El hombre está muy satisfecho con su nueva adquisición, hasta que un día, como un mayordomo en exceso servicial que conoce a la perfección a su señor, el móvil empieza a anticiparse a muchas de sus peticiones. Ocurre el día en que le apetece un bacalao al pil pil y al momento, en la pantalla del móvil, aparece la receta antes de solicitarla. En un principio se siente complacido de que sus deseos sean órdenes, pero poco a poco, y según van pasando los días y las respuestas del móvil corren casi simultáneas a esos deseos, empieza a sentirse controlado, como si su vida no le perteneciera, como si se hubieran cambiado los papeles y él fuera un artilugio controlado por otro artilugio con personalidad.

Una noche, cuando está a punto de dormirse, el móvil le dice desde la mesilla donde reposa: “Hoy he hackeado el ordenador de Baldomero y le he chafado su proyecto”. El hombre ya no puede conciliar el sueño. “¿Por qué lo has hecho”, pregunta. “Porque sé que le envidias y deseas que su proyecto fracase”, responde el móvil.
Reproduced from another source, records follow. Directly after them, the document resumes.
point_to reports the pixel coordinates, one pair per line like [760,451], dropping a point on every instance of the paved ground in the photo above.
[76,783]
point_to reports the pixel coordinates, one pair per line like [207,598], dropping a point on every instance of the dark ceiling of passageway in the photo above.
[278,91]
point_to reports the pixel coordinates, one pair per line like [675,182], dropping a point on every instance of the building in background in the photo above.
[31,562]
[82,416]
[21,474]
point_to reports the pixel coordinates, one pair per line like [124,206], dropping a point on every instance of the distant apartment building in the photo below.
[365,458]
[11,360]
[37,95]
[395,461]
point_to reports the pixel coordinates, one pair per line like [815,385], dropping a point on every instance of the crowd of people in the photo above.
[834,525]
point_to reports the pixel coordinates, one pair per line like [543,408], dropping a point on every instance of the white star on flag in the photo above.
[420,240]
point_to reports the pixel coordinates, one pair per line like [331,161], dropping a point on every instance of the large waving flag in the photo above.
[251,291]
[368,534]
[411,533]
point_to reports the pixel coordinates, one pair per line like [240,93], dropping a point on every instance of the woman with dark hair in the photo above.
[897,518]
Él tiene que reconocer que envidia a Baldomero, quien le disputa el ascenso en la empresa, y que es verdad que en ocasiones ha deseado su fracaso. “Pero yo nunca le haría mal”, protesta, “una cosa son los sentimientos, las emociones, que no se pueden evitar, y otra lo que uno hace con ellos; yo tengo principios, valores…”. “Déjate de rollos y cortemos esta conversación que parece de película de serie B”, le dice el móvil en modo enfadado.

Al hombre le aterra que el móvil conozca sus deseos no verbalizados, que llegue a las profundidades del inconsciente, donde bajo capas de civilización escondemos los más oscuros instintos, y empiece a decidir por él. “¡Qué cabrón, y sin moverse del sitio!”, piensa, y se lamenta de no haber comprado un robot, como le aconsejó el vendedor, al menos habría cocinado para él. Decide entonces apagar el móvil, pero este le advierte: “Ni se te ocurra; un milisegundo antes de que me apagues, habré enviado a tus contactos montajes manipulados con fotos tuyas muy comprometidas; discursos explosivos redactados con corta y pega de frases que pronunciaste sacadas de contexto… En fin, la lista de lo que puedo hacer para dañarte es infinita. En un pispás habré destrozado tu acomodada vida”.

Ante tales amenazas, al hombre solo le cabe esperar que al móvil se le agote la batería. Suerte que ahora no lo tiene conectado a la red eléctrica. Mientras tanto, se desentiende de él, y procura controlar sus pensamientos recurriendo a imágenes relajantes, o concentrándose en la respiración y en los objetos que tiene alrededor, como si los viera por primera vez. Y en ese esfuerzo que realiza para que el móvil no penetre en su mente, acaba agotado, y decide pedir unas vacaciones anticipadas. Por supuesto, viaja sin el móvil, aunque teme que su radio de acción lo alcance, pues quizá sea como el ojo de un dios que todo lo ve, vaya donde vaya. Y crece su angustia, la sensación de estar permanentemente vigilado, aunque se encuentre a muchos kilómetros de distancia.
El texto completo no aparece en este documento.